The actual object names are strings like Abc.mno.aa, Abc.stuv.dddddd,
Def.wxyz.ccccc, Jkl.pqr.dddddd.wxyz.ccccc, and so on, with the various
sub-strings in the enumerations being formed into object names by
concatenating with dot separators.

Would something like this work with EXI as specified in the draft?

Thanks.


Stan Klein


On Mon, August 27, 2007 10:20 am, Vogelheim, Daniel wrote:
>
> Hello Stan,
>
> Thanks for the reply.

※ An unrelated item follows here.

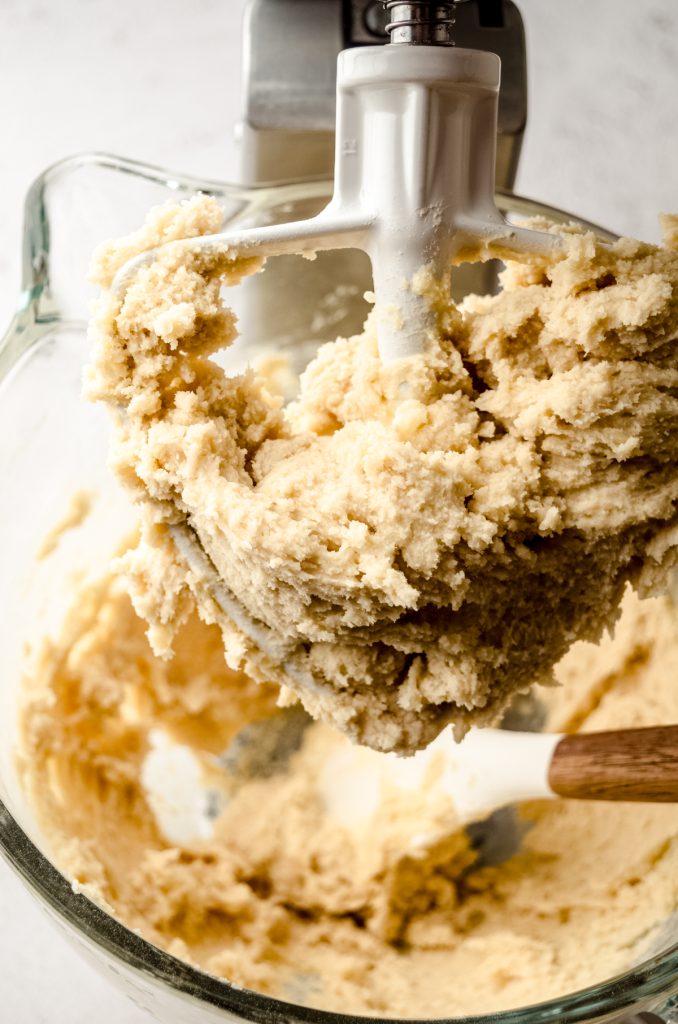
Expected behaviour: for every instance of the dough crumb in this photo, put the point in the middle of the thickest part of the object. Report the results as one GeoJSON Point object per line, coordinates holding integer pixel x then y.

Here's some more comments from WG discussion of
> your case that I hope would be helpful:
>
>
> You wrote:
>> [...] No on-line negotiation would be involved, just a knowledge that
> the
>> particular implementation is intended for that particular use case.
> [...]
>
> OK. If you are willing to restrict compatibility to a particular user
> community that opens some additional options:
>
>> You already have something called a pluggable codec, that I don't
>> understand.
>
> Pluggable codecs are an extension mechanism, to allow user communities
> with some particular requirements to use EXI as a building block. The
> spec contains 1) a mechanism to uniquely identify such pluggable codecs,
> and 2) a MAY conformance statement which essentially warns users that by
> using their own pluggable codecs they are confined to implementations
> that support it.
>
> You could absolutely implement such a custom, pre-populated string table
> as a custom codec. Given that much of the logic would be in any
> conforming implementation anyway this should be relatively easy to do.
> But, as said, this would limit compatibility.
>
>
>> Regarding the option of using enumerations in the schema,
>> this would be difficult for my use case.  The messages generally
>> consist of object names and object values.  The object names
>> are constructed of standardized sub-strings concatenated in a
>> manner similar to file naming.  The actual construction of the
>> object names is difficult to describe in a schema and
>> leads to numerous complications, so it is best to just define
>> the names as strings.  The schema can be of some help regarding
>> strings in element and attribute names, but not the object names.
>
> I'm not sure I fully understand. I had assumed that you'd be able to
> assemble some potentially large but finite set of strings that you know
> are likely to occur, to pre-populate the string table. If so, it should
> be possible to use that same string set to specify an enumeration.
>
> Please note that there is no need to exhaustively describe all possible
> strings: EXI uses a schema as an indicator of what is likely to occur;
> it does not limit what can be encoded. Also note that for some use cases
> it may be useful to have separate schemas for encoding (describing the
> likely content) and validation (describing all possible content). What
> I'm suggesting here is to use an enumeration to inform the encoder about
> the likely content, without imposing the need to describe all possible
> (but unlikely) variants.
>
> If the issue is an unpredictable set of usually unique strings with a
> high proportion of repeated sub-strings (such as the directory part of a
> filename) then I'm afraid neither a pre-defined string table nor an
> enumeration will be of much help. In that case, the
> reordering-plus-compression would likely do rather well. Also a change
> in the format where e.g. each path element receives its own XML element
> would likely work very well with the standard algorithm, in cases where
> a format change is an option.
>
>
>> Regarding the option of using fragments.  This would be
>> useful, as long as
>> the EXI document/fragment itself is a fictional construct that never
>> actually exists and whose history except for string tables
>> and some other
>> state information can be forgotten after each message is
>> processed.
>
> Yes, that is exactly the idea. Of course, it would require some care in
> the implementation to enable this.
>
>
> Sincerely,
> Daniel
>


--
Received on Monday, 27 August 2007 18:42:55 UTC